May 14 2008
The Time Traveling Radio : Part 3 – B
Just a quick note. The “DCS” and “MOSI” pin labels in my Part 3 photos are incorrect. DCS is for NEXT and MOSI is for PREVIOUS. Unfortunately, I was looking at a bad schematic when annotating my photo instead of my own notes. Ah, well. Below is a scratched up revision. I don’t have the patience to make a whole new one.
Also, I was originally going to use a flip-flop to do the rotary encoder work. However, I encountered two things: First, the examples of doing it suck. It’s just people copying others diagrams without any real explanations. Second, I would need to debounce the encoder output with hardware.

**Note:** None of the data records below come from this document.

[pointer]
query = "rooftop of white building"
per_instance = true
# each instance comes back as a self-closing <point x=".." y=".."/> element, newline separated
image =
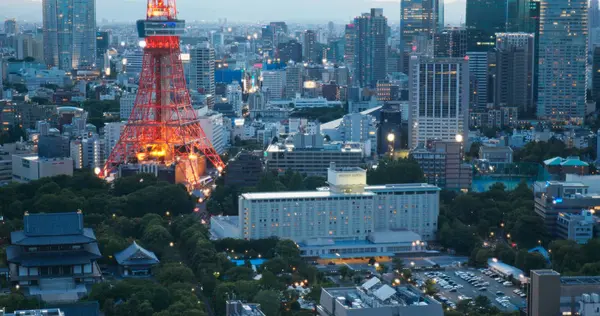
<point x="299" y="195"/>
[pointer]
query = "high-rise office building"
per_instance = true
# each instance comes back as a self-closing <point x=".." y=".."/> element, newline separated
<point x="293" y="80"/>
<point x="596" y="74"/>
<point x="112" y="133"/>
<point x="370" y="50"/>
<point x="485" y="18"/>
<point x="102" y="42"/>
<point x="513" y="73"/>
<point x="594" y="14"/>
<point x="309" y="48"/>
<point x="70" y="33"/>
<point x="202" y="71"/>
<point x="234" y="97"/>
<point x="350" y="39"/>
<point x="11" y="27"/>
<point x="479" y="73"/>
<point x="419" y="17"/>
<point x="289" y="51"/>
<point x="439" y="99"/>
<point x="562" y="59"/>
<point x="450" y="42"/>
<point x="544" y="295"/>
<point x="273" y="84"/>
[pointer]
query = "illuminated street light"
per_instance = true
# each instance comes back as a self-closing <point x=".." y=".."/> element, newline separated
<point x="391" y="137"/>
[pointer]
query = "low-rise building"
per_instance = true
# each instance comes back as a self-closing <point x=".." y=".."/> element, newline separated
<point x="374" y="297"/>
<point x="309" y="155"/>
<point x="577" y="227"/>
<point x="443" y="166"/>
<point x="136" y="261"/>
<point x="553" y="294"/>
<point x="498" y="154"/>
<point x="244" y="170"/>
<point x="554" y="197"/>
<point x="54" y="251"/>
<point x="237" y="308"/>
<point x="347" y="219"/>
<point x="6" y="158"/>
<point x="589" y="305"/>
<point x="559" y="167"/>
<point x="30" y="167"/>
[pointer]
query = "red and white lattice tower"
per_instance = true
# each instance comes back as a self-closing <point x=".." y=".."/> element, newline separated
<point x="163" y="128"/>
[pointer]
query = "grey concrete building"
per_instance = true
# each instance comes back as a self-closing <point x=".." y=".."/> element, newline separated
<point x="374" y="297"/>
<point x="500" y="154"/>
<point x="554" y="197"/>
<point x="442" y="165"/>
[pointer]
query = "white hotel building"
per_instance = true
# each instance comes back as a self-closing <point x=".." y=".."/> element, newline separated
<point x="348" y="219"/>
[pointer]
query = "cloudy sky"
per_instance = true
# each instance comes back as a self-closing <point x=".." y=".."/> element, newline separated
<point x="238" y="10"/>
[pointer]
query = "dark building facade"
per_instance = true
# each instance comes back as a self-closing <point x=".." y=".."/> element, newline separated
<point x="450" y="42"/>
<point x="390" y="122"/>
<point x="289" y="51"/>
<point x="53" y="147"/>
<point x="370" y="49"/>
<point x="484" y="19"/>
<point x="102" y="42"/>
<point x="419" y="18"/>
<point x="596" y="74"/>
<point x="244" y="170"/>
<point x="53" y="249"/>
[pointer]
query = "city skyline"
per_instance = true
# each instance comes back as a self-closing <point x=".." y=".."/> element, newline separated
<point x="339" y="11"/>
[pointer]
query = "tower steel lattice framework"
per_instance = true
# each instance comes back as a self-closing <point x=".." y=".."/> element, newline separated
<point x="163" y="128"/>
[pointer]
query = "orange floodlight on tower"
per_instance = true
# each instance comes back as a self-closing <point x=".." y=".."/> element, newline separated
<point x="163" y="129"/>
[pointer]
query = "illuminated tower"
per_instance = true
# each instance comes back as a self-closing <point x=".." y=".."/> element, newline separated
<point x="163" y="130"/>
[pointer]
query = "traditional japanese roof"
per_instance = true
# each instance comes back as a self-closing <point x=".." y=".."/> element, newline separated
<point x="136" y="255"/>
<point x="556" y="161"/>
<point x="53" y="229"/>
<point x="85" y="255"/>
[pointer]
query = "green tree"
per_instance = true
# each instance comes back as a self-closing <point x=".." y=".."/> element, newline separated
<point x="430" y="288"/>
<point x="528" y="230"/>
<point x="238" y="273"/>
<point x="173" y="273"/>
<point x="269" y="302"/>
<point x="344" y="271"/>
<point x="287" y="249"/>
<point x="397" y="264"/>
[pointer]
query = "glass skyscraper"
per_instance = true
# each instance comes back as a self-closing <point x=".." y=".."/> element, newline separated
<point x="70" y="33"/>
<point x="420" y="17"/>
<point x="370" y="48"/>
<point x="485" y="18"/>
<point x="562" y="59"/>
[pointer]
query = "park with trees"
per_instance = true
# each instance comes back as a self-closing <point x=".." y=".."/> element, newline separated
<point x="197" y="275"/>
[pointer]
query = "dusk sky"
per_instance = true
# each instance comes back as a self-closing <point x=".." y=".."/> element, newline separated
<point x="339" y="11"/>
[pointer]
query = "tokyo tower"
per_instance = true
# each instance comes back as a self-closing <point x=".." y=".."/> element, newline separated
<point x="163" y="130"/>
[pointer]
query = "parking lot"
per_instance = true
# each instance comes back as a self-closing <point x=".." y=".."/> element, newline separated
<point x="458" y="284"/>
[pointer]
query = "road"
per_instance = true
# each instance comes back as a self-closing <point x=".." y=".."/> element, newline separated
<point x="409" y="262"/>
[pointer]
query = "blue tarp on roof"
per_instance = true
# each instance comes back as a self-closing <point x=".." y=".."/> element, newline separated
<point x="541" y="250"/>
<point x="505" y="268"/>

If I use a MCU I can do it in code.
Long story short, by the time I looked at debounce parts, loss of functionality, flaky flip flopping, and all the other parts, it ends up taking less time and energy to just use a MCU, so that’s what I’m doing. I’m doing the “smoke test” using an Arduino (since development time is quick) but will use a ATTINY2313 for the final project.
Once again, I’ve re-affirmed my liking of the Arduino. It allows you to very quickly test things out–it was the Arduino test that helped me discover the MOSI/DCS mixup. All with a couple lines of code and a tiny bit of breadboarding.
So far, I’ve got the Arduino driving the MOD-MP3 forwards and backwards. It needs about 100ms of ON/HIGH time on the transistors to get it to trigger. You don’t want to hold it too long at HIGH, because then the player will think you want to change the volume. I’ll experiment a bit and see what the range is. I also need to try and get the play/pause feature working.
2 Responses to “The Time Traveling Radio : Part 3 – B”


Part of the issue is that I’m trying to use components on hand (I have a couple of cheap Panasonic rotary encoders available). The challenge, too, is that I’m trying to fit it into an existing radio, so it’s often the “luck of the draw” as to whether a component will fit or not.
I might give the debouncer & flip-flop a try again. I’m having a hard time getting the microcontroller to “pause” the MP3 player. Pretty annoying, as a crappy un-debounced pushbutton works fine, but a pure electronic switch (transistor) doesn’t. Sometimes the simple problems are the hardest to solve.